Um Outro Futebol, de Roberto Jardim

A importância do futebol no Brasil não se reflete em nossa literatura. Há alguns grandes livros, mas o volume de publicações é infinitamente menor do que o espaço que o futebol ocupa na vida, na cabeça e nas conversas dos brasileiros, para não falar nos vastos espaços concedidos ao esporte nos veículos de comunicação. Então, quando é lançado um livro que faz uma minuciosa intersecção entre o esporte e a vida aqui fora — refiro-me à política, ao racismo, às ditaduras, à homofobia e ao futebol feminino, coisas que a imprensa, digamos, “não gosta muito de falar” — temos que saudá-lo.
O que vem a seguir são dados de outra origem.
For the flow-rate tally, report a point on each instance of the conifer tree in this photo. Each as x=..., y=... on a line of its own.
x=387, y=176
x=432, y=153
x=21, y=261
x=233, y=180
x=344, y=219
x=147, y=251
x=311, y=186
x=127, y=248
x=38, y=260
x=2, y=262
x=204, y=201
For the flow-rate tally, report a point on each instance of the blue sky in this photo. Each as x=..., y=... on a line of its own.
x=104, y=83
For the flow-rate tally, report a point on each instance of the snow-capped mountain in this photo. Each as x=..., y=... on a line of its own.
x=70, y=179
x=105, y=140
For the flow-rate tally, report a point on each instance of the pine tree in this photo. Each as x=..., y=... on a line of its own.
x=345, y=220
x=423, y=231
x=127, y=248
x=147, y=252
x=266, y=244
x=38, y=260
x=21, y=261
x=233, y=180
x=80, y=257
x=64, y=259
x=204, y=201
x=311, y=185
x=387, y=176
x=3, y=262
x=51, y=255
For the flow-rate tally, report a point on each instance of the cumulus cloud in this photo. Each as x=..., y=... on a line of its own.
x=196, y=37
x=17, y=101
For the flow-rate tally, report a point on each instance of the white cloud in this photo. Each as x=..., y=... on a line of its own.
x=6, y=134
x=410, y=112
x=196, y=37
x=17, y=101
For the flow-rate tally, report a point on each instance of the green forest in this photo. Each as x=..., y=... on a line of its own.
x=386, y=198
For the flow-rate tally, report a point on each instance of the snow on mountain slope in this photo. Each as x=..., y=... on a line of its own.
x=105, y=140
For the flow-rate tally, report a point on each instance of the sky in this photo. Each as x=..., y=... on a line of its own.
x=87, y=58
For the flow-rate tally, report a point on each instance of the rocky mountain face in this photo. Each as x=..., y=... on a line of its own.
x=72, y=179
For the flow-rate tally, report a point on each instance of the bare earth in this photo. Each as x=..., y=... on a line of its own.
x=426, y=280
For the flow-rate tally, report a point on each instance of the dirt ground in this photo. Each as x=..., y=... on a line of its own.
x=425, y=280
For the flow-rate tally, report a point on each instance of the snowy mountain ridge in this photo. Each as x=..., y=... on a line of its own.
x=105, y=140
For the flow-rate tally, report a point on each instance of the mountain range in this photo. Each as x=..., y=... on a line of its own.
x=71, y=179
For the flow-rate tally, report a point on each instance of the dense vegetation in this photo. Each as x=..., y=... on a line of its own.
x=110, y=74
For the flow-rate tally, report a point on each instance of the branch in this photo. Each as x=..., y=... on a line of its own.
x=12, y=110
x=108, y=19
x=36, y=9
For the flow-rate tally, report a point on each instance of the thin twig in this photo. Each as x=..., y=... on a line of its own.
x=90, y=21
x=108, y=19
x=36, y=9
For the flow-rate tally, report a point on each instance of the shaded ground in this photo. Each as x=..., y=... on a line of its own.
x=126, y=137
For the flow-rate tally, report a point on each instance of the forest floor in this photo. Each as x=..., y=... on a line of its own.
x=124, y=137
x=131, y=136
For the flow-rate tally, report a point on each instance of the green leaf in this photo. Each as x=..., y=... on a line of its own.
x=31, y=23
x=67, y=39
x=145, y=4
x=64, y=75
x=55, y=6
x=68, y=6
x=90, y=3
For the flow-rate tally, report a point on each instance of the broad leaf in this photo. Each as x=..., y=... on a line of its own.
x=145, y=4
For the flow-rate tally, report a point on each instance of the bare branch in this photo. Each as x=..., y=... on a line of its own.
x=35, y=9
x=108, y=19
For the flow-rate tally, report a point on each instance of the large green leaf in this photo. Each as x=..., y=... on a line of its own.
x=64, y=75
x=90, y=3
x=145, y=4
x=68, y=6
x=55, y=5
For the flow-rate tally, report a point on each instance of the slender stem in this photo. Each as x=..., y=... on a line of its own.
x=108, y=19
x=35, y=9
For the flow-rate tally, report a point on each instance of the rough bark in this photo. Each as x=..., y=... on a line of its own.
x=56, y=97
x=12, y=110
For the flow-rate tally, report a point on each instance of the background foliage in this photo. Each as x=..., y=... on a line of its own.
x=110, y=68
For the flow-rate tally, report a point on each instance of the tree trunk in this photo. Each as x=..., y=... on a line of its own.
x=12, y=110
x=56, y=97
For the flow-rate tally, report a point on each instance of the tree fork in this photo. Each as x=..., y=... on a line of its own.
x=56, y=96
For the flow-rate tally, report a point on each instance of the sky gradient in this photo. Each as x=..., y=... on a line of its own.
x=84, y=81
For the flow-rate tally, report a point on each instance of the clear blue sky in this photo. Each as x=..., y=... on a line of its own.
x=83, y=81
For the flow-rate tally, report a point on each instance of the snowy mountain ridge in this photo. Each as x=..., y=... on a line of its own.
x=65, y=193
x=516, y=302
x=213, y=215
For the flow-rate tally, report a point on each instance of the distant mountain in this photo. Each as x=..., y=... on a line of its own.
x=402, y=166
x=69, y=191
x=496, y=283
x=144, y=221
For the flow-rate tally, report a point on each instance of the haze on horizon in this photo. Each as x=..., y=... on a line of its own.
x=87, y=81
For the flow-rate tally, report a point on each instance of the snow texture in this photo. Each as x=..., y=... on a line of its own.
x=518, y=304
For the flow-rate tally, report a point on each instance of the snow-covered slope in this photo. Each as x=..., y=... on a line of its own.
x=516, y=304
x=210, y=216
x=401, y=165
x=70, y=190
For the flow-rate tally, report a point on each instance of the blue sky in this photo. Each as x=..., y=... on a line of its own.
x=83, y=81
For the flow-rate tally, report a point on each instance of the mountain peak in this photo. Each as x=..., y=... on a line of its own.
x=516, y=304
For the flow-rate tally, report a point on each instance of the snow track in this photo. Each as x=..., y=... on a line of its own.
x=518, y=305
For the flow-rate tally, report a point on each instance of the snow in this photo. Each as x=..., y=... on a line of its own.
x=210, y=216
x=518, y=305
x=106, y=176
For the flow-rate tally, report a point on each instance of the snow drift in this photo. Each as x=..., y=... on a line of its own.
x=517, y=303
A obra de Roberto Jardim cumpre brilhantemente o que promete. É realmente um outro futebol, uma outra abordagem. Temos 204 páginas de pequenos textos abordando fatos em sua imensa maioria desconhecidos do público futebolista. Eu mesmo, um viciado em futebol, ignorava a esmagadora maioria do que é (bem) narrado no livro. Há jogadores e técnicos que foram verdadeiros heróis e há tristes vítimas.

O que fica claro é que a intersecção que citei é bem maior do que se imagina. E todos os que pensam que o futebol não se mistura com política — que é o que diz fazer a Fifa, um dois vilões do livro –, minha nossa, não há nada que os defenda. O futebol é uma grande repositório de metáforas e conhecimento e, como tal, vive não apenas dentro das quatro linhas ou dos estádios.

Times de refugiados, times e jogadores insultados, mulheres proibidas de jogar futebol, lutas pela democracia em diversos países, farsas, homofobia, está tudo no livro de Jardim. Há muitos casos que deveriam ser conhecidos. Se tivéssemos mais futebol em nossa ficção, vários deveriam servir de inspiração a autores, tais suas forças. Por exemplo, o caso do jogador inglês Justin Fashanu — que li na fila para votar — me tocou profundamente pela absoluta falta de saída para um jogador que sai do armário. O bombardeio que ele sofreu foi implacável e deu no que deu. Outro exemplo, você sabia que o futebol feminino foi proibido no Brasil por Getúlio Vargas em 1941 e só permitido em 1979? Sim, o preconceito gerou 38 anos de proibição.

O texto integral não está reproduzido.